Michael Darragh Macauley revelling in his central role for Dublin
Current footballer of the year believes Dublin have established a deep well of mental resolve
Michael Darragh Macauley in action against Cork: “If you don’t have the belly for the fight, and the talent as well, it is not going to be good enough.” Photo: Cathal Noonan/Inpho
Imagine if Michael Darragh Macauley slipped through the cracks of Dublin’s soaring dynasty. “I still give Pat Gilroy abuse because he didn’t have me in in his first year,” he said at the Opel kit for clubs launch.
“I went to a trial in 2009 and had the best game of my life. I was marking Ciarán Whelan and scored four points from play in a 40-minute match.
“Everyone came up to me afterwards and said, ‘Jeez, you’ve walked onto the panel’. I was delighted with myself. Was trying to keep my hopes down.
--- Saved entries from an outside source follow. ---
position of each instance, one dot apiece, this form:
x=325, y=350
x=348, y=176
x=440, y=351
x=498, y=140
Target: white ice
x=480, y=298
“A panel of 55 players went up on the internet and I didn’t make the cut. I was heartbroken after that. I would have been 20. Eight midfielders and I didn’t get a sniff,” added the current footballer of the year, five very busy years later.
Macauley couldn’t be ignored after his marauding displays propelled Ballyboden St Enda’s to the Dublin championship in 2009. “I tell Pat we would’ve won an All-Ireland in 2010 if he had me in a year earlier!”
Seriously though, a safe assumption at the moment is the belief coursing through the Dublin’s ranks is only comparable to great sporting champions. Think LeBron James’s Miami Heat, the Kilkenny hurlers until last summer, Kerry when littered with Ó Sés, Manchester United until David Moyes’ unsteady hand and so on.
If the 17-point swing of the league semi-final against Cork showed anything it is that this Dublin team will never again be startled into submission.
“This Dublin team has built up a level of mental resolve which has been kind of fabricated for years,” said Macauley.
“It started since I’ve been involved with the team in 2010. It can only be established through experience and that experience has been moulded in All-Ireland finals and semi-finals and quarter-finals, going up to Tyrone, going down to Cork.
“Matches when you are told you can’t win them. When you are down by 10 points. When you come back and win that match, that kind of mental resolve really sticks with you.
“It’s not something that can be built over night. There is no talk that anyone can give, no special weekend away to build it. It’s a mental pool we can draw from when needed. We showed that in the second half against Cork.”
Not that Jim Gavin would approve of such talk. Or any public utterances at all.
“Some other name will be on Sam Maguire if we keep up that level of football,” Macauley said of the way Cork initially tore through them.
“It was definitely an interesting game. If we hadn’t got over the line in the end it would have been a flip situation. Jim is smart enough to look more at the first half than the second half. Look at the where the weaknesses are.”
In other intercounty labs such flaws are being examined in microscopic detail. Pulling certain threads in the hope that Dublin might unravel. Does Gavin empower his players to solve problems themselves?
“That is certainly a philosophy of Jim’s, to take things upon our own shoulders. The manager can only bring the donkeys to water. There is no magic wand. It’s important for us to stand up for ourselves. We did that at half-time against Cork.
“Jim wouldn’t be of the Alex Ferguson, dictator-style of management. There’s a culture within our team. You have to be able to step into another’s shoes. If you don’t have the belly for the fight, and the talent as well, it is not going to be good enough.”
The belly for the fight – see the Miami Heat, always Kilkenny, Kerry when littered with the Ó Sés, Manchester United until the time of Fellaini.
Macauley, the man, is so important to Dublin. See how he drove into Cork, all bobbing and weaving when the comeback demanded dominance.
“It’s like journalists look up the word ‘unorthodox’ in a thesaurus before they start talking about me . . . . It’s probably the basketball influence that makes me run or bounce or solo the ball a bit different.”
“You can ask my neighbours, I grew up with a basketball stuck to my hands. Shooting hoops until four o’clock in the morning. Literally needed to get a spotlight installed in the back garden. I was shooting hoops yesterday. It really felt like summer . . . .”
The NBA play-offs are on now. “Yeah, I’ll be watching to see how the Heat get on, Oklahoma and Kevin Durant as well. These freak shows”
The LeBron James-Durant rivalry is fast becoming the modern version of ‘Magic’ Johnston versus Larry Bird.
“I know what Durant is doing at the moment but I think Russell Westbrook, athletically, is the best player in the NBA,” he said of the OKC Thunder point guard. “I’d love to be in the gym with him to see what he does, what he lifts because he flies through the air.”